Dari luar biasa-biasa saja. Di dalamnya pun biasa-biasa saja. Beberapa meja panjang dengan kursi panjang juga. Seperti layaknya warung dengan aneka menu yang ditulis besar-besar di dinding. Warung Pi’an tentu menjadi shopsign di luar, di atas bangunan. Ditambah dengan keterangan: Pusat Informasi Anda (tertulis di atas pintu menuju dapur). Itu tentu cara mencocokkan dengan kata ”PIAN”.

Ketika saya mau memotret foto pemiliknya yang tergantung di sana, diingatkan oleh tuan rumah. ”Kenapa tidak memotret orang aslinya saja?”

Ah! Saya baru tahu, bahwa seorang lelaki perkasa yang jangkung berkulit legam dengan rambut beruban itu adalah Pak Pi’an. Akhirnya tak hanya memotret dirinya dan warungnya, saya pun berfoto bersamanya.

Namanya Rapi’an. Anak ketiga dari sepuluh bersaudara, yang dilahirkan oleh istri Pak Nurrachman. Warung itu didirikan pada tahun 1926, dengan menu sederhana: nasi lengko, goreng pisang tanpa tepung, tahu dan tempe goreng, serta teh poci. Semua khas Tegal.

Rapi’an muda, yang memiliki tinggi 185 cm, gemar olah raga badminton. Teman-teman bermainnya kerap mampir ke warung itu untuk melepas lelah, makan, dan minum. Namun yang lebih lama berlangsung adalah perbincangan di antara mereka. Jadilah warung itu sebagai tempat berkumpul kaum muda kota Tegal.

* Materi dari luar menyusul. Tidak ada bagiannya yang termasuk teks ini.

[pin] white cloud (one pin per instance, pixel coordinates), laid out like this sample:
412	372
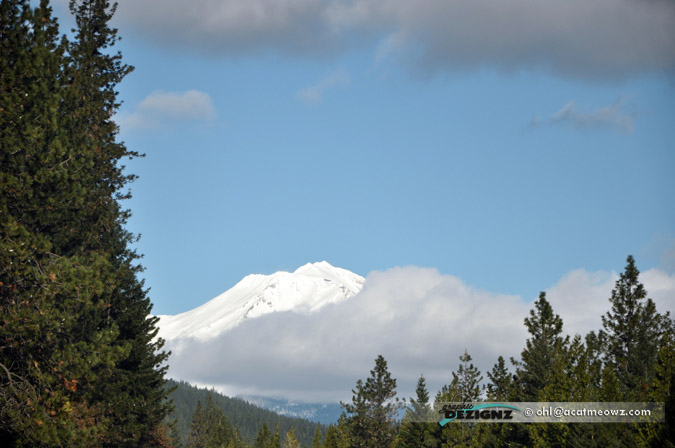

Sampai tahun 1970, warung itu dikelola oleh Pak Nurrachman. Setelah itu diambil alih oleh Pak Rapi’an, setelah menikah dengan seorang perempuan yang hanya ¾ tinggi tubuhnya. Pada kesempatan siang itu, saya pun berkenalan dengan ibu yang selalu mengenakan celemek. Aroma dapur membaur di wajahnya yang ramah.

Saya pesan nasi lengko ditambah aksesoris hati-rempela-ayam goreng, dan tentu segelas es jeruk. Benar yang dikatakan oleh teman saya Nurhidayat Poso. Remasan kerupuk mi kuning yang ditabur di atas nasi lengko itu begitu merata, tidak melebihi lingkaran dalam piring dan tidak menampakkan nasi-tauge-tahu-sambalkacang di bawahnya. Lezatnya pun benar-benar pas di lidah. Saya telah makan berulangkali lengko di mana pun, ada saja yang terasa terlalu gurih, atau justru hambar, karena komposisi satu sama lain tidak tepat.

 Apa yang tidak berubah sejak tahun 1926 hingga kini? Menu nasi lengko, pisang goreng, tahu dan tempe goreng, teh poci. Kini telah berkembang menjadi 18 menu, termasuk di antaranya: soto tauco, sate dan gule kambing, capcay, tongseng, sop, dan sayur asem. Saya tentu tak mungkin mencicipi seluruh jenis masakan dalam satu kesempatan. Tetapi saya berniat untuk mampir lagi bila pulang kampung untuk melahap menu yang lain.

Saya kira, Pak Bondan Winarno belum singgah ke sana. Ahli ”mak nyus” itu harus giliran saya sarankan untuk mampir dan mengudap beberapa menu. Saya melihat sajian tongseng, tampak materinya tidak sampai kematangan. Warna sayur untuk capcay pun tampil sangat segar. Sudahlah, Anda memang harus menikmati sendiri: rasa dan estetikanya. Padahal, sekali lagi, warungnya biasa saja, sebagaimana warung nasi.

Ingin tahu siapa saja yang pernah ke sana? Mendagri Makruf, Mendagri Mardiyanto, juga pejabat di Sampoerna, Angky Camaro. Ia bahkan pernah membuat event yang dicatat sebagai rekor MURI: poci terbesar yang air tehnya diminum oleh 1000 orang! Itu terjadi Agustus 2005. Sekarang poci raksasa itu disimpan di mana, pak? Beberapa tamu VIP, konon, jika memesan teh poci, disajikan dengan poci keramik tua buatan Cina.

Suatu kali saya akan memperkenalkan diri sebagai very important person, hahaha. Sampai ketemu lagi Pak Rapi’an!